This has resulted in a convergence of agricultural research for developing and developed countries, in particular in Europe. Consequently, there is renewed appreciation for the way agricultural research enhances economic development in southern countries and responds to global challenges.
This recognition has been reinforced by the handling of the consequences of the global crisis on food prices in 2008, which gave birth to a French initiative,now in the hands of the FAO, called the ‘Global Partnership for Agriculture and Food Security‘(GPAFS).

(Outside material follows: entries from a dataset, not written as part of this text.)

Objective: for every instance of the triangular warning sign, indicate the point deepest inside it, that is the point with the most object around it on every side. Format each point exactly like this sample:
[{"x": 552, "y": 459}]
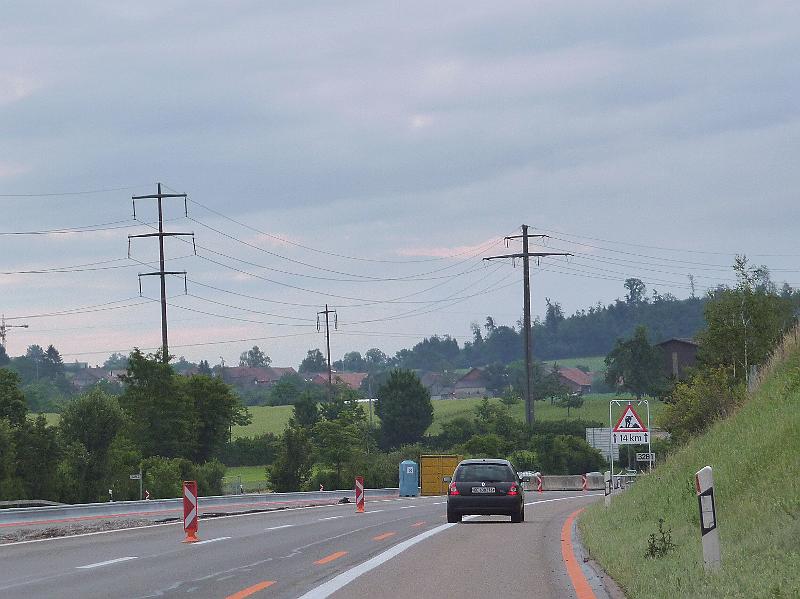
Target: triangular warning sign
[{"x": 630, "y": 422}]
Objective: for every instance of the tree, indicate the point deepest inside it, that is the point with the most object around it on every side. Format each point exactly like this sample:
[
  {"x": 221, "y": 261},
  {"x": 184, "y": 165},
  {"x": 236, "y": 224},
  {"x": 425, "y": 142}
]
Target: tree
[
  {"x": 313, "y": 362},
  {"x": 292, "y": 466},
  {"x": 116, "y": 361},
  {"x": 254, "y": 358},
  {"x": 405, "y": 409},
  {"x": 161, "y": 415},
  {"x": 216, "y": 408},
  {"x": 636, "y": 366},
  {"x": 89, "y": 425},
  {"x": 744, "y": 324},
  {"x": 636, "y": 291},
  {"x": 12, "y": 402}
]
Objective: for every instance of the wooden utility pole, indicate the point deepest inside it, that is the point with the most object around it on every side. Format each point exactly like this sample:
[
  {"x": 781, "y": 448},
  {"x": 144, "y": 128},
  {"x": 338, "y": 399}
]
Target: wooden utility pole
[
  {"x": 526, "y": 310},
  {"x": 4, "y": 329},
  {"x": 161, "y": 272},
  {"x": 327, "y": 313}
]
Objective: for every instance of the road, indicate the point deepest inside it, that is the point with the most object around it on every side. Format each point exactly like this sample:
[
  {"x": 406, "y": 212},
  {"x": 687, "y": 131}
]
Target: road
[{"x": 309, "y": 552}]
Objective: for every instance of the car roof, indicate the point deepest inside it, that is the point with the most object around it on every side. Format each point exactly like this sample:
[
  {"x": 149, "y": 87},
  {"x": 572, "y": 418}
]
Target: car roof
[{"x": 485, "y": 461}]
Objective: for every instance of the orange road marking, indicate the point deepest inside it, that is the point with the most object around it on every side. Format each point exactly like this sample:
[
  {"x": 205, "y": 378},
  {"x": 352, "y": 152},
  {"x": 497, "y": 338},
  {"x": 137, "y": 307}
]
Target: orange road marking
[
  {"x": 579, "y": 582},
  {"x": 330, "y": 557},
  {"x": 251, "y": 590}
]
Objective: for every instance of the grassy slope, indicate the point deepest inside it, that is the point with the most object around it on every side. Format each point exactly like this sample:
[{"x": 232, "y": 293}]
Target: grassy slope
[{"x": 754, "y": 455}]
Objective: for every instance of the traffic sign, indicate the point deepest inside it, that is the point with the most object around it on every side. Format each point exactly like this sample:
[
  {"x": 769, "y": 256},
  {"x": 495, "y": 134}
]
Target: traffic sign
[{"x": 629, "y": 429}]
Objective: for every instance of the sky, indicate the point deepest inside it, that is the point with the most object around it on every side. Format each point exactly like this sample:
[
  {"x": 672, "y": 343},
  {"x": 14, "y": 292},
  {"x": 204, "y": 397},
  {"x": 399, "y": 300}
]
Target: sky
[{"x": 368, "y": 155}]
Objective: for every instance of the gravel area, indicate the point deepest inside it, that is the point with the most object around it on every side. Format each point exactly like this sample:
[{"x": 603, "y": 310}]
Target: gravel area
[{"x": 75, "y": 528}]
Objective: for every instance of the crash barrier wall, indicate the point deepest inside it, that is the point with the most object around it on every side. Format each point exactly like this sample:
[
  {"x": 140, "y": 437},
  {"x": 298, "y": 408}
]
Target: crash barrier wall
[
  {"x": 173, "y": 508},
  {"x": 572, "y": 482}
]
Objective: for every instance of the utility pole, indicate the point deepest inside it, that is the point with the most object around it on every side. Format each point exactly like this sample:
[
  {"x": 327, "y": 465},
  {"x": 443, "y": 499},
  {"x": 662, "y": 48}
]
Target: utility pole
[
  {"x": 327, "y": 313},
  {"x": 526, "y": 318},
  {"x": 4, "y": 329},
  {"x": 161, "y": 272}
]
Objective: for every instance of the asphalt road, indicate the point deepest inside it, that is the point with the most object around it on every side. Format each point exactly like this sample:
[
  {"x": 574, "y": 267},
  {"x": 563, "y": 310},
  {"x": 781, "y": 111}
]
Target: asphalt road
[{"x": 309, "y": 552}]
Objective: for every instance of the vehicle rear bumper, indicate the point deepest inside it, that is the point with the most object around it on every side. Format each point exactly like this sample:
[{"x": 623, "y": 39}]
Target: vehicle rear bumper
[{"x": 501, "y": 505}]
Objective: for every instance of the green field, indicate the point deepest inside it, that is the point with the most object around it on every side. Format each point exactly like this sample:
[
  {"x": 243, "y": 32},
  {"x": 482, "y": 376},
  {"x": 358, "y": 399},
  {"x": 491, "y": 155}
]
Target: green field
[
  {"x": 754, "y": 456},
  {"x": 268, "y": 419},
  {"x": 594, "y": 363}
]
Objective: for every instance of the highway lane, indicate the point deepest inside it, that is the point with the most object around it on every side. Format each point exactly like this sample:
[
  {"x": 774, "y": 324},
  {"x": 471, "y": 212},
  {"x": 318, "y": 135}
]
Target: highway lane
[{"x": 283, "y": 553}]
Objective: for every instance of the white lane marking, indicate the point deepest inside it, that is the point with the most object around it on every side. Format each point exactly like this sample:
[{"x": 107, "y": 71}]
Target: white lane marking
[
  {"x": 107, "y": 563},
  {"x": 337, "y": 582},
  {"x": 211, "y": 541},
  {"x": 564, "y": 498}
]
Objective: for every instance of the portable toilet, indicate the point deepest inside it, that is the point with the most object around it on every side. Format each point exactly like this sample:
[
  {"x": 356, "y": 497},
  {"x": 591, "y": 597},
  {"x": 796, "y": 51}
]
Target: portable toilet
[{"x": 409, "y": 479}]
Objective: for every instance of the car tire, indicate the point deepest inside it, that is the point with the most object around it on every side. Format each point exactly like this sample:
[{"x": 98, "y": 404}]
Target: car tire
[{"x": 453, "y": 517}]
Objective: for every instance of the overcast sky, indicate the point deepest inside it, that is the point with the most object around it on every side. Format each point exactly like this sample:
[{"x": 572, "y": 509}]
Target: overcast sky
[{"x": 368, "y": 155}]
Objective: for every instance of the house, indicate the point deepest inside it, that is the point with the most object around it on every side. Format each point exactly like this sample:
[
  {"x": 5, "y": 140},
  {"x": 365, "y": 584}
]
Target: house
[
  {"x": 436, "y": 385},
  {"x": 472, "y": 384},
  {"x": 576, "y": 379},
  {"x": 679, "y": 354}
]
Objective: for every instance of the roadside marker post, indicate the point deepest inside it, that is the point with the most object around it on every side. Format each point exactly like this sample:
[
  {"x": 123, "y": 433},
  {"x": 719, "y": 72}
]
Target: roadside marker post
[
  {"x": 704, "y": 485},
  {"x": 190, "y": 511},
  {"x": 360, "y": 494}
]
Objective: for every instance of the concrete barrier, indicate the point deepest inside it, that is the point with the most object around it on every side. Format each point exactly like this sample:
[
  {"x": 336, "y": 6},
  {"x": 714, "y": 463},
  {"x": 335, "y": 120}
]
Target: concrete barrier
[{"x": 571, "y": 482}]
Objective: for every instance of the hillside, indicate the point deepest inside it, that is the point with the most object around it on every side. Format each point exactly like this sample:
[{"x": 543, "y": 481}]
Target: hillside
[{"x": 754, "y": 455}]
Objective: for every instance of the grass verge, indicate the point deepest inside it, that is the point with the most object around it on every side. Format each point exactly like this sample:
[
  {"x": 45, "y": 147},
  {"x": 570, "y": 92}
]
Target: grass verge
[{"x": 754, "y": 455}]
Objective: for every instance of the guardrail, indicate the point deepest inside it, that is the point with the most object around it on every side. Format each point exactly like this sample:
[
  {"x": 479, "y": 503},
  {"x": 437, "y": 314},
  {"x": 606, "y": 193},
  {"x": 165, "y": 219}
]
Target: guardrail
[{"x": 164, "y": 509}]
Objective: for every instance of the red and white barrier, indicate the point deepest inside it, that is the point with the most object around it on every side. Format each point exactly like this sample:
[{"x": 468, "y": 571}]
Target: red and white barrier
[
  {"x": 190, "y": 511},
  {"x": 360, "y": 494}
]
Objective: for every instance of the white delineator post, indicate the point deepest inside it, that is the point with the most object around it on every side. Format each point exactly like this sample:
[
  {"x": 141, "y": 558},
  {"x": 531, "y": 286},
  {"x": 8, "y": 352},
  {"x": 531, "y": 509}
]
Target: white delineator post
[{"x": 704, "y": 484}]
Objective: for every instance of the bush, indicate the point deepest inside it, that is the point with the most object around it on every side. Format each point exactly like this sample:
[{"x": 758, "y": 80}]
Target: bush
[{"x": 710, "y": 395}]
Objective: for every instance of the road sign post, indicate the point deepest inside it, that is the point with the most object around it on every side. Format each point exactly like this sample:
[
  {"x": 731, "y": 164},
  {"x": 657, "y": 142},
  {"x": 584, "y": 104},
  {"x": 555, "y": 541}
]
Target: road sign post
[
  {"x": 704, "y": 485},
  {"x": 359, "y": 494},
  {"x": 190, "y": 511},
  {"x": 630, "y": 428}
]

As a result, the challenges of sustainable development and agricultural research (in its broadest sense) have re-appeared on the agendas of international decision makers, such as G8 and EU leaders. The last demonstration of this political commitment has been the Declaration of the G8 in L’Aquila (Italy, July 2009), which explicitly stated support for international agricultural research as one of the G8’s policy priorities. This development coincides with growing multilateral support for international agricultural research.
In this context, the international agricultural research community is facing a direct challenge. This community is now being forced to consider new global and regional research agendas that bring together research carried out by the international agronomic research centres of the Consultative Group of International Agricultural Research (CGIAR) and research institutes in both northern and southern countries. The results of their deliberations will be presented in March 2010 at the Global Conference on
Agricultural Research for Development (GCARD) Montpellier, which will be attended by researchers and representatives of civil society and the private sector alike.